With another looming controversy afoot, with the Modi 2.0 government not acting on the Collegium’s recommendations transferring Justice Muralidhar from chief justice of the Orissa high court to chief justice of the Madras high court, Karnataka, Justice Lokur makes requirements of the practice very clear


Former Supreme Court judge Justice Madan B Lokur opined that the Central Government is not entitled to selectively pick and choose names by segregating resolutions made by the Supreme Court collegium. He also stated that that it is unfair on the part of the Centre to keep certain collegium proposals pending.

The retired Supreme Court judge was speaking in an  interview with Manu Sebastian, the Managing Editor of LiveLaw, on the topic of judicial appointments. Responding to a query regarding the recent trend of Centre selectively keeping certain proposals pending, Justice Lokur said :

“There are rumours of speculations as to why the government is taking so much of time, why are they taking up some and not the others. Is there some kind of favouritism, nepotism? Why is all this such a big secret? You have heard cases right here in Delhi where names have been sent, two people were picked up and other six were not picked up and two of them were appointed. Then after that, another four were appointed and two were not appointed. And then after that, another two were appointed. Why? Chief Justice Lodha had said at one point of time that don’t segregate the names. What is actually being sent is one recommendation which consists of five names or 10 names. There is a reason for the order in which they are sent, the order could be seniority or probably the date of registration as a member of the bar Council. Now you disturb that because you segregate. That is like telling the collegium that ‘listen, we don’t care what you think, we will do what we think and there is nobody to question’. The Supreme Court collegium is to then keep quiet and says that ‘okay, you are entitled to segregate’. No, but you’re not entitled to segregate! It is one recommendation. You either accept it in the full, defer it in the full or reject it in the full . It affects the overall seniority of the person, don’t piecemeal to pick up one person from here or there, it gives rise to rumours and speculations. Why should that happen?”

On Centre sitting over collegium resolutions

Justice Lokur also sharply criticised the practice of the Centre sitting over collegium resolutions. He noted that certain names which have been reiterated by the collegium more than once have been ignored by the Centre, although as per the judicial precedent, the collegium reiterations are binding on the executive. Even when the names are returned, there is no way to know the reasons.

“If the government tells the Supreme Court collegium that we are returning these names for reconsideration or whatever, why are they sent back? Do we know? Except speculation, not even speculation, there is no way to understand why they are returning the names.
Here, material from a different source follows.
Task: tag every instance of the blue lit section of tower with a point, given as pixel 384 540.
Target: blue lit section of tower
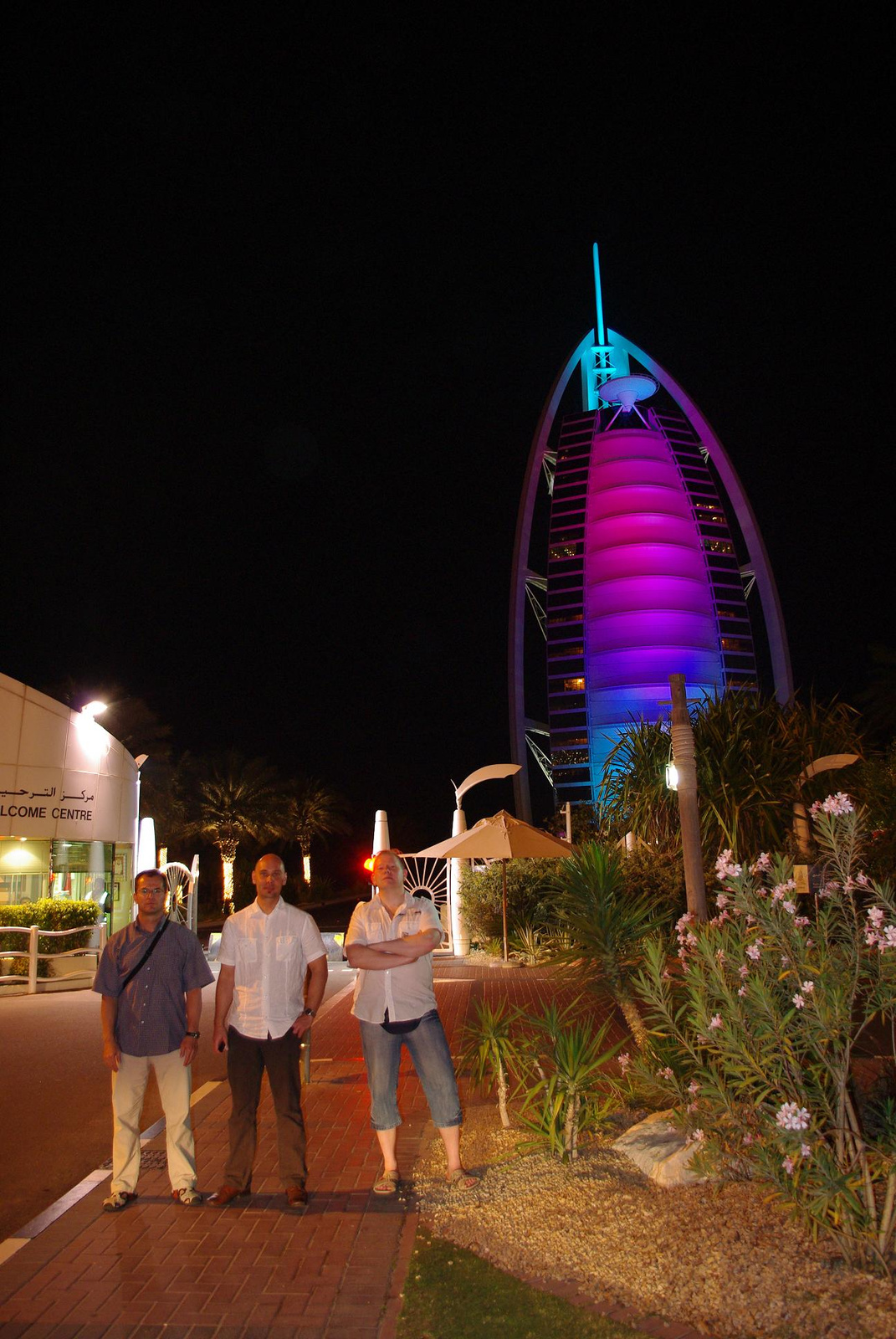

You can’t even speculate on that. The Supreme Court then sends it back, reiterates the name. The government sits on it for months all together, in some cases, for years together. Why are we not entitled to know these things? Is this the way the government wants to treat the Supreme Court of India- that ‘we don’t care what you recommend, we will do what we want’? Should we tolerate this, should we accept this? Can they say that ‘Supreme Court, you can say whatever you want, but we will do what we want, we don’t care’? I don’t think that is fair to the judiciary, I don’t think that is fair to the justice delivery system, to the institution, to the country that you treat our Supreme Court in this manner. You can’t treat the Supreme Court in this manner, let’s be clear about this”.

The rest of the interview on LiveLaw may be read here

Before this most recent controversy over the government deliberately sitting on the recommendation of the collegium on Justice Muralidhar, another judge with impeccable credentials had received similarly cavalier treatment by this government.
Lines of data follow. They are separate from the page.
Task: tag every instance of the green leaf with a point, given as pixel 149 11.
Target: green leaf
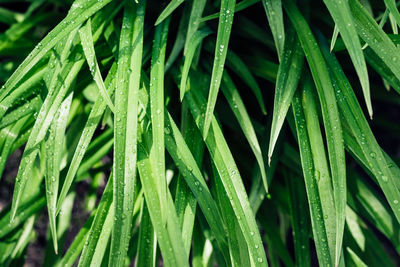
pixel 342 16
pixel 79 12
pixel 147 247
pixel 221 48
pixel 54 151
pixel 157 152
pixel 125 127
pixel 230 176
pixel 168 10
pixel 375 37
pixel 86 136
pixel 86 37
pixel 330 116
pixel 391 6
pixel 358 125
pixel 290 69
pixel 314 201
pixel 58 81
pixel 96 235
pixel 236 103
pixel 239 7
pixel 273 9
pixel 193 43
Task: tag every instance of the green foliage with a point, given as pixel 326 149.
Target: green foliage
pixel 125 97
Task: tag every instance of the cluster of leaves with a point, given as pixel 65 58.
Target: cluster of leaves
pixel 138 82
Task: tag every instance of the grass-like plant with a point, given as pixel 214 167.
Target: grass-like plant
pixel 160 108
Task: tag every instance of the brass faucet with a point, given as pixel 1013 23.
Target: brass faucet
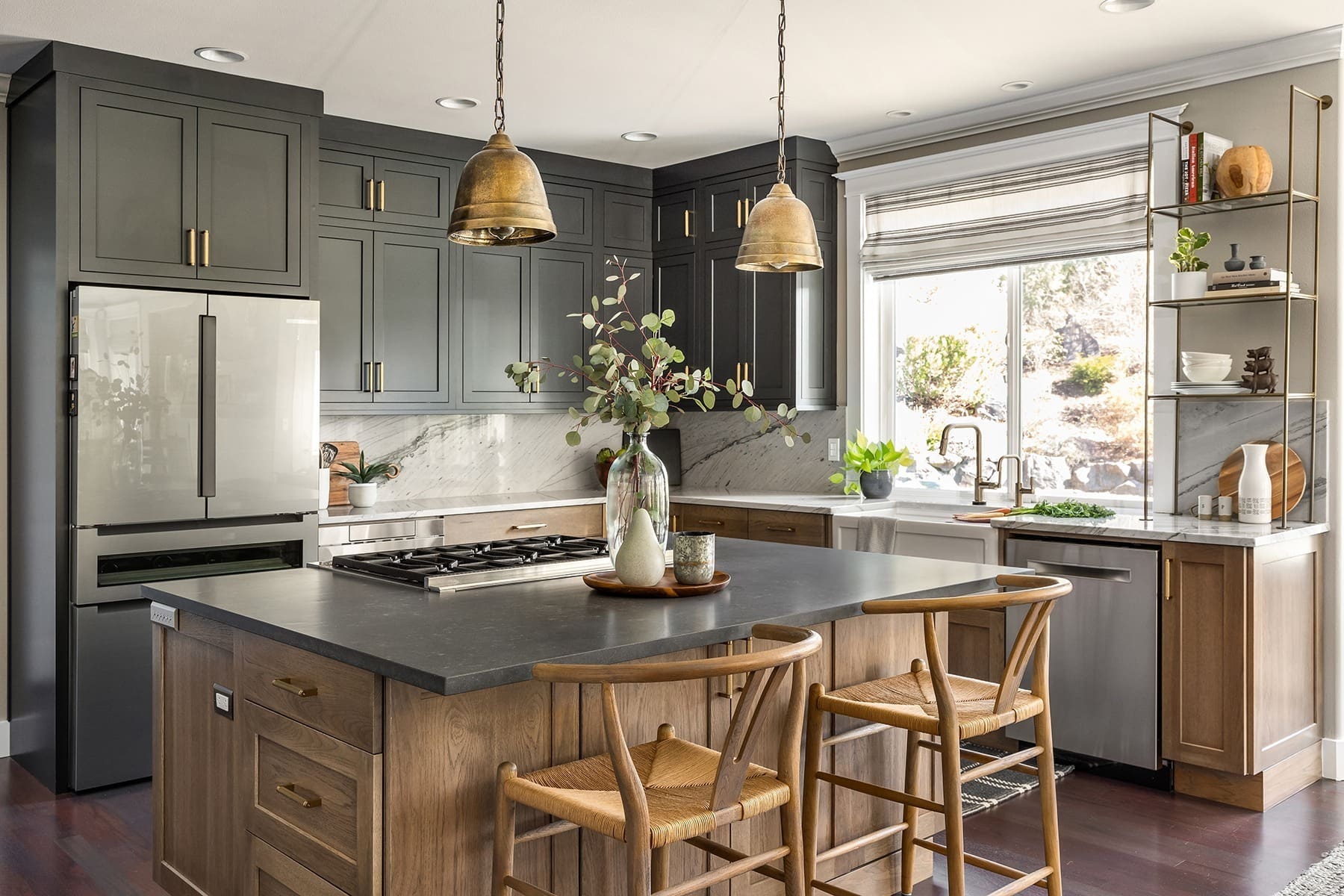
pixel 980 458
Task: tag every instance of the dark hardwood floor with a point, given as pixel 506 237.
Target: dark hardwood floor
pixel 1119 840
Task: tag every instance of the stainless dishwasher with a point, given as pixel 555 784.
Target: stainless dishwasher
pixel 1104 685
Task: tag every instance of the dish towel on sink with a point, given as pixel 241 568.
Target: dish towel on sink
pixel 878 534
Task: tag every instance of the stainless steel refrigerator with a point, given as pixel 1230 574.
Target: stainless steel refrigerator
pixel 194 453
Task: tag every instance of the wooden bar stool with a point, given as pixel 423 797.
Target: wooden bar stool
pixel 929 702
pixel 671 790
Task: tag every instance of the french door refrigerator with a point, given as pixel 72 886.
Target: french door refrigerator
pixel 194 453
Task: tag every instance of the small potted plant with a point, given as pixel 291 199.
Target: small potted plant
pixel 363 480
pixel 1189 280
pixel 874 462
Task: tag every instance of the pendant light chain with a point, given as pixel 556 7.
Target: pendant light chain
pixel 499 66
pixel 780 99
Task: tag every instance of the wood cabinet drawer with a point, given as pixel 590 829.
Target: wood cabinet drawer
pixel 732 523
pixel 315 798
pixel 273 874
pixel 331 696
pixel 585 519
pixel 789 528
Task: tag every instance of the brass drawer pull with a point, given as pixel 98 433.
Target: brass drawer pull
pixel 299 691
pixel 290 791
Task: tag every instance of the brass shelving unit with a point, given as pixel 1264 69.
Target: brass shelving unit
pixel 1290 199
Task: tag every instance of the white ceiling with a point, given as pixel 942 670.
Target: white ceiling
pixel 700 73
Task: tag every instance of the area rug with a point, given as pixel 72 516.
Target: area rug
pixel 1323 879
pixel 991 790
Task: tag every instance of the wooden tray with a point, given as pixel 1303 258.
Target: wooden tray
pixel 1231 474
pixel 668 588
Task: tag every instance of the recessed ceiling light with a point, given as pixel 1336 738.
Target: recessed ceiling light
pixel 220 54
pixel 1125 6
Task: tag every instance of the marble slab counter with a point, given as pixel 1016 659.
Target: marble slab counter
pixel 1164 527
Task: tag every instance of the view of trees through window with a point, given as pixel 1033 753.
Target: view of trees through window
pixel 1071 335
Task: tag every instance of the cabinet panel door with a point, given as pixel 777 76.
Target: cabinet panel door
pixel 497 309
pixel 248 195
pixel 346 289
pixel 673 220
pixel 137 184
pixel 344 186
pixel 562 285
pixel 626 220
pixel 411 292
pixel 413 193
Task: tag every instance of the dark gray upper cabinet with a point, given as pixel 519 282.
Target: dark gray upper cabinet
pixel 497 323
pixel 248 198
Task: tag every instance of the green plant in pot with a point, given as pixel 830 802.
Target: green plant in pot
pixel 363 479
pixel 874 465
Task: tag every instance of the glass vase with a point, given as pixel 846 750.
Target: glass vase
pixel 636 480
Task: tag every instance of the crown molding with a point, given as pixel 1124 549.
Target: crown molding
pixel 1293 52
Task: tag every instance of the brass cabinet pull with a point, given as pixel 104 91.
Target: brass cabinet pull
pixel 290 791
pixel 299 691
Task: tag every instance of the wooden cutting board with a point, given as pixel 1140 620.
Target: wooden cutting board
pixel 340 485
pixel 1231 474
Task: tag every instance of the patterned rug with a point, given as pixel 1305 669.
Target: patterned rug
pixel 991 790
pixel 1323 879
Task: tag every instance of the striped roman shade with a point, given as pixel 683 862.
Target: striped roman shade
pixel 1065 208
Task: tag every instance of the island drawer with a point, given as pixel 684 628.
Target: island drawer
pixel 732 523
pixel 331 696
pixel 315 798
pixel 584 519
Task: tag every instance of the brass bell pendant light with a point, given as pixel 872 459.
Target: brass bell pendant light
pixel 500 196
pixel 780 235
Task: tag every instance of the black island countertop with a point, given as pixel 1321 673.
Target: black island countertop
pixel 487 637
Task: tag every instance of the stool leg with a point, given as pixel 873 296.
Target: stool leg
pixel 811 786
pixel 504 822
pixel 1048 803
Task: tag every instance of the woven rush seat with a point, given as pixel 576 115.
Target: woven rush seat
pixel 678 780
pixel 909 702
Justice Kureshi was also in line to become the Chief Justice of the Madhya Pradesh High in 2019, on the recommendation of the Supreme Court collegium, but the Centre returned his file. On May 10, 2019 the Supreme Court in its resolution had said, “Mr. Justice A.A. Kureshi is the senior-most Judge from Gujarat High Court and at present is functioning, on transfer, in Bombay High Court. Having regard to all relevant factors, the Collegium is of the considered view that Mr. Justice A.A Kureshi is suitable in all respects for being appointed as Chief Justice of the Madhya Pradesh High Court. The Collegium resolves to recommend accordingly.” Again, then as now, the Centre, flexing its muscles over the judiciary, refused to yield to the Collegium’s recommendation.